From the initial 2001 US Patent submission:
“An acute intravenous toxicity study was conducted using 36 rats of both genders. Sprague-Dawley rats (150-200 g) were injected intravenously with TA-65 in 40% ethanol in isotonic saline on day 0. Tests include reactions on skin, corneas, to liver cells, kidney cells, intestinal lining, red blood cells.
Doses were 0 mg/kg (vehicle control), 0.016, 0.08, 0.4, 2.0, and 10 mg/kg, all in 200µL tail vein injections directly into the bloodstream. The highest 10mg/kg dose would correspond to approximately 600 mg TA-65 injected directly into the blood stream of 132lb person. The current dose is 30mg, absorbed less efficiently, by oral ingestion. Rats were monitored daily over 7 days for weight, appearance, and gross signs of behavioral changes. On day 7, all animals were evaluated.
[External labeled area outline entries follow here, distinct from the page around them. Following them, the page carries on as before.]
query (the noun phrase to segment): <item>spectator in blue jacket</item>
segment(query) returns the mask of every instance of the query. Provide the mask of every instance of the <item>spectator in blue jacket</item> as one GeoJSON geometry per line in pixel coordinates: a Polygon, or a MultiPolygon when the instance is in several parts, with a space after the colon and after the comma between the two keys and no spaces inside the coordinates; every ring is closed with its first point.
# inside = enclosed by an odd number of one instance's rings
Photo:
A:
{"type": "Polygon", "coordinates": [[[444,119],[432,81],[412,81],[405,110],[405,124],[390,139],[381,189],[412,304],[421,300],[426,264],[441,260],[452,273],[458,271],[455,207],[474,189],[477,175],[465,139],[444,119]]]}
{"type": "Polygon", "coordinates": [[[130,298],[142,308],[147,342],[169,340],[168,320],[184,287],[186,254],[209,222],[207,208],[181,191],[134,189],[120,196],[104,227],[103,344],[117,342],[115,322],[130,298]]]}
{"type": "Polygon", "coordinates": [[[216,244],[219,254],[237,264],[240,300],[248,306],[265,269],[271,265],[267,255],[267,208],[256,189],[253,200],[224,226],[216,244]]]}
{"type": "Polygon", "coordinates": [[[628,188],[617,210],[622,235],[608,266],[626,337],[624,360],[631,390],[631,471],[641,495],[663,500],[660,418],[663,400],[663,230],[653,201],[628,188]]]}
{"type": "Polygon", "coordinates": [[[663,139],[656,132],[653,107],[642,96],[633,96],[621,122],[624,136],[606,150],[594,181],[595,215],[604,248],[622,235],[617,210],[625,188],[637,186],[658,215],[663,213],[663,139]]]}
Gross pathology was conducted on major organs, and hematology and clinical blood chemistry were conducted by a contract laboratory. Analysis showed no significant dose dependent changes for males or females in behavior (eating, drinking) or gross weight, organ weights (heart, lung, liver, kidneys, adrenals and spleen), hematology or clinical chemistry. In conclusion, TA-65 was shown to be well-tolerated systemically after single intravenous injections up to 10 mg/kg.